Hume - Il governo dell'opinione

di Barbara Schirato

“A chi considera le cose umane con occhio filosofico, nulla appare più sorprendente della facilità con cui una maggioranza viene governata da una minoranza e dell’implicita sottomissione con cui gli uomini rinunziano ai loro propri sentimenti e alle loro proprie passioni a favore di quelle di chi li governa. Quando cerchiamo quali siano i mezzi che producono questo miracolo, troviamo che, mentre la forza sta sempre dalla parte dei governati, coloro che governano per reggerli non fanno appello che all’opinione. Perciò soltanto sull’opinione si fonda il governo e questa massima si applica ai governi più dispotici e bellicosi come ai più liberi e popolari.”

Con queste parole, tratte dal saggio Dei Primi Principi del Governo, il filosofo scozzese David Hume introduce nella sua teoria filosofica un problema che, prima di tutto, lo “meraviglia”: il fatto che un governo non soltanto esista, ma che sia anche solido e socialmente rispettato.

Hume (Edimburgo, 7 maggio 1711– Edimburgo, 25 agosto 1776) è stato uno dei più importanti, e forse il più radicale, fra gli empiristi britannici, e il suo pensiero filosofico, profondamente influenzato dall’Illuminismo, mira all’analisi dei limiti della ragione umana in maniera scettica, scientifica e razionale. Nonostante il suo contributo più rilevante alla storia della filosofia riguardi la critica al principio di causa-effetto, David Hume è anche uno dei primi pensatori moderni ad introdurre il concetto di “opinione” pubblica, o “generale”, e ad attribuirne una rilevanza politica.

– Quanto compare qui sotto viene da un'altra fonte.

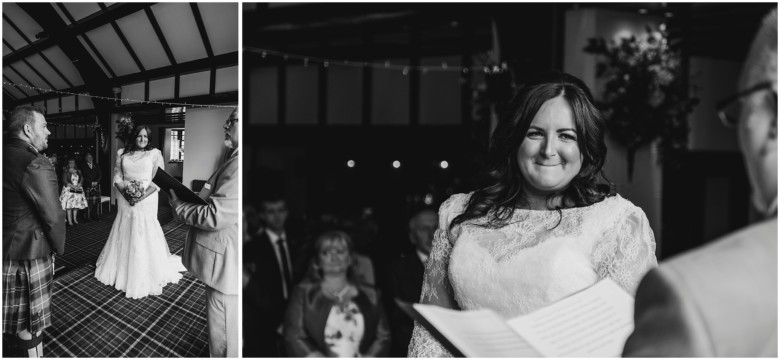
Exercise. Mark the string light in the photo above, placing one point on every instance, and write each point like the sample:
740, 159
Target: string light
405, 69
114, 99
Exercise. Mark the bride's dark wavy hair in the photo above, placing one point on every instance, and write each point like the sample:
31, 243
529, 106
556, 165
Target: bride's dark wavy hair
503, 184
130, 142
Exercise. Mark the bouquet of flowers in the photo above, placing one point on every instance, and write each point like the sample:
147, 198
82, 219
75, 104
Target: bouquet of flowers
134, 189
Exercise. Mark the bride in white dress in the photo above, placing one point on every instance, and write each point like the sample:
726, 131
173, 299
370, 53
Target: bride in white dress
542, 228
136, 258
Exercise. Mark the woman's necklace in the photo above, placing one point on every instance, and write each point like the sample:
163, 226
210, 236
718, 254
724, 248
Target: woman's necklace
339, 295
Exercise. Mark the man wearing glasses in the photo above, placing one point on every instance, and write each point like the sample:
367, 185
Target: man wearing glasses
211, 249
721, 300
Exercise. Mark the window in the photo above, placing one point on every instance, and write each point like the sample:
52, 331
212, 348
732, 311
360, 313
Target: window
177, 145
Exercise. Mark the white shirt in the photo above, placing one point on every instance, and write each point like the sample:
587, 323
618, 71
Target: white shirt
273, 237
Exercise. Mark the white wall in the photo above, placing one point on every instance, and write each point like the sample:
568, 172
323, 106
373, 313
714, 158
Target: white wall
645, 189
204, 145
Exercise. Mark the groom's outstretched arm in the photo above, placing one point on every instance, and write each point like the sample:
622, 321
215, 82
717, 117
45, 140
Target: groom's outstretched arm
222, 209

Questa necessità di ripensare le fondamenta epistemologiche dei rapporti di governo affonda sicuramente le sue radici nel periodo storico in cui Hume formula il proprio pensiero, caratterizzato dalla crisi di legittimità degli antichi regimi, dalle imminenti stagioni rivoluzionarie e da un cambiamento profondo nelle dinamiche dei rapporti politici e sociali. Ciò che Hume nota è la sorprendente attitudine della maggioranza a subordinarsi ad una minoranza di governo, nonostante l’evidente possibilità dei governati di fare ricorso alla loro schiacciante superiorità numerica per disobbedire o addirittura sovvertire il potere costituito. Quello che, dunque, pare decisivo analizzare è la natura dei rapporti di potere che intercorrono fra governanti e governati: alla base del governo e del consenso ci sarebbe una volontà dei subordinati di cedere le proprie passioni e sentimenti in favore di chi li governa.

Questa visione sentimentale dei rapporti di potere appare molto rivoluzionaria, rispetto soprattutto a quella “meccanicistica”, molto più diffusa allora, che vedeva nella coercizione e nella forza l’unico collante sociale alla base del potere. Che l’opinione sia il concetto cardine per l’analisi delle relazioni politiche è un dato già presente nell’opera giovanile Trattato sulla Natura Umana. Sulla questione della sottomissione al governo, Hume fa appello all’autorità popolare, perché le opinioni della massa “hanno un’autorità particolare, e sono quasi del tutto infallibili”, ed essa non soltanto occuperebbe un ruolo centrale nei processi di transizione del potere, ma sarebbe l’essenza stessa della realtà politica.

Hume nell’analisi si spinge oltre e afferma che i rapporti di causa-effetto non avvengono solamente quando un oggetto produca un movimento o azione che ha conseguenze sull’altro, ma anche quando uno dei due oggetti abbia il “potere di produrli”. Questo meccanismo di immaginazione e potere sarebbe alla base di ogni rapporto di dovere, e dunque di legame fra governanti e governati. Secondo il filosofo, infatti, l’ordine sociale è il frutto di un processo di comunicazione di passioni e sentimenti, a sua volta espressione di queste forze immaginarie che danno una direzione alle condotte individuali. Il governo deve perciò far molta attenzione a maneggiare le opinioni sociali, per il rischio sempre presente di mettere in crisi le strutture sociali sulle quali si fonda la sua stessa legittimità. Autorità politica e autorità sociale appaiono come interdipendenti e come due facce della stessa medaglia: il governo assicura la conservazione di determinate autorità sociali, e queste ultime garantiscono che i rapporti di potere e obbedienza siano percepiti come naturali. Il governo diventa dunque un prodotto della società, piuttosto che il presupposto sul quale essa si fonda.

L’originalità della filosofia politica di Hume risiede proprio nell’individuare il peso politico del concetto di “opinione”, nonostante non venga nominato nella principale ricostruzione storica dell’opinione pubblica formulata da Habermas (1962), e l’importanza della sua opera appare ancora più evidente se ascritta al contesto dell’emergere del moderno costituzionalismo.